1) Promoters signal confidence: The company has sharply cut the size of its Offer For Sale (OFS) from earlier plans, a

move seen by analysts as a sign that existing investors prefer to retain their holdings. The trimmed OFS, they say,

improves sentiment among prospective investors who often read such decisions as promoters’ confidence in the company’s

future performance.

The IPO includes an OFS of 10.55 crore shares valued at Rs 1,171 crore at the upper band. The sale comprises shares held

by early investors such as Elevation Capital, Peak XV, Venture Highway and Y Combinator, as well as promoters Vidit

Aatrey and Sanjeev Kumar. The company plans to use the primary proceeds for cloud infrastructure investment, marketing

and brand-building, inorganic growth opportunities and general corporate purposes.

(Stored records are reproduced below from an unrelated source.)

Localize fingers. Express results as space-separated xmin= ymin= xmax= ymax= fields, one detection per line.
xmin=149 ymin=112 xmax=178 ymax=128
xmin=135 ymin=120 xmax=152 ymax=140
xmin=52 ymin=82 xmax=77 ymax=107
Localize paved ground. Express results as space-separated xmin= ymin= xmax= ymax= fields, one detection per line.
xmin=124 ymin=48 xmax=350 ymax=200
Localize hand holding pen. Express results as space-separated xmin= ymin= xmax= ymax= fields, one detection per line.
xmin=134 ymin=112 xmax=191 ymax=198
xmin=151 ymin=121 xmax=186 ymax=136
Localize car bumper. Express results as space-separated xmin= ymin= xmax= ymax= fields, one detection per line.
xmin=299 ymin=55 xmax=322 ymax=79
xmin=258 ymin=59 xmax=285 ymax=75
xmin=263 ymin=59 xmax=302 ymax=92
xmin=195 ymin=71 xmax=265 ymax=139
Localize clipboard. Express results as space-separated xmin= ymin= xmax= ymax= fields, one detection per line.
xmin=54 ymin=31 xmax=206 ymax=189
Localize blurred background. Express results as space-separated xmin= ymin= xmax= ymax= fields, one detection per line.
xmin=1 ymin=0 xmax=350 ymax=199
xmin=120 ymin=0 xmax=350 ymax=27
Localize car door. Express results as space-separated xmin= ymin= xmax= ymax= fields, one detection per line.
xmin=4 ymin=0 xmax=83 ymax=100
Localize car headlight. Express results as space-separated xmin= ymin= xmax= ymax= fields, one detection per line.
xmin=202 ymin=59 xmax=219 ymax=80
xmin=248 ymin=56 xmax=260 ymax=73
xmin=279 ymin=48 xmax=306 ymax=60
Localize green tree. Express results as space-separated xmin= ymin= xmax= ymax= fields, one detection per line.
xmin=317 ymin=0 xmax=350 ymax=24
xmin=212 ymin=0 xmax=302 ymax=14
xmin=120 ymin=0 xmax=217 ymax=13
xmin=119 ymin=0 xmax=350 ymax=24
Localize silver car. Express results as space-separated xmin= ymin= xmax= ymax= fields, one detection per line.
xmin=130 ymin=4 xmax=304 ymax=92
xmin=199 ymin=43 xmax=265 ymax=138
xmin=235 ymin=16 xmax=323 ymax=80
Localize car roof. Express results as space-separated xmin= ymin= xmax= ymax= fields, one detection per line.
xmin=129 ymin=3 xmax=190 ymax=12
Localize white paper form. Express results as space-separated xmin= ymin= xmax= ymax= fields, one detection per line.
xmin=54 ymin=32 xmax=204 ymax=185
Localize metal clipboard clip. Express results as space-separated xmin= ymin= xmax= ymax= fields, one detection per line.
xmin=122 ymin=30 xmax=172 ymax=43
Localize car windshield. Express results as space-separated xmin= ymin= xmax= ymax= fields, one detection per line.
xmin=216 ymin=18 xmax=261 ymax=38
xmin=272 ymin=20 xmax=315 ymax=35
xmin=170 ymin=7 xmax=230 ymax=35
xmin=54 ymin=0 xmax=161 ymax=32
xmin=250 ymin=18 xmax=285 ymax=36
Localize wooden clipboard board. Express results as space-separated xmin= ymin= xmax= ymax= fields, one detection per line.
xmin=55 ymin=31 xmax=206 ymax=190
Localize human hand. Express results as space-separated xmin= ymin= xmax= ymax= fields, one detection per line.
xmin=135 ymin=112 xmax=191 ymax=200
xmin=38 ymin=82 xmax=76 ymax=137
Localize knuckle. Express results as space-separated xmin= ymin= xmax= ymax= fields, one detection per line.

Meesho breaks from new-age playbook with a sensibly priced IPO

2) Betting Big on Technology: Meesho follows a technology-first strategy, limiting manual interventions across its

operations. The company has integrated GenAI tools into its engineering workflow to streamline code generation, improve

development speed and reduce deployment time. Its mobile application is designed with India-specific user behaviour in

mind, helping the platform scale while keeping operating costs in check and improving overall efficiency.

3) No direct listed peers: Analysts note that Meesho’s business model makes it difficult to benchmark against other

recently listed consumer-tech companies. Its combination of large user scale, low average order value, asset-light

fulfilment and NMV-linked economics sets it apart from platforms such as Zomato, Nykaa or Mamaearth. "There aren’t

really any direct peers… given the size and scale Meesho has achieved, there are very few comparable companies," Fisdom

Head of Research Nirav Karkera said. They add that comparisons used in the market are largely sentiment-driven rather

than for valuation purposes.

4) Losses narrow sharply: Meesho reported a net loss of Rs 3,942 crore for FY25, mainly due to exceptional items related

to its transition to a public structure, including reverse flip tax and perquisite tax. The company’s losses narrowed

significantly to Rs 700.72 crore in the first half of FY26 from Rs 2,513 crore in the same period last year. Revenue

from operations rose to Rs 5,577.54 crore in the six months ended September 2025 from Rs 4,311.29 crore a year earlier.

5) Zero-commission model draws sellers and buyers: Meesho operates a platform that connects consumers, sellers,

logistics partners and content creators. Managing Director and CEO Vidit Aatrey said the company focuses on offering

"everyday low prices" supported by its technology-led processes and scale. He said the zero-commission model helps

reduce fulfilment costs for sellers, enabling them to list affordable products across categories, from unbranded items

to regional and national labels. According to him, the platform has become a destination for a wide range of purchases

and is attracting users who previously shopped on other e-commerce platforms.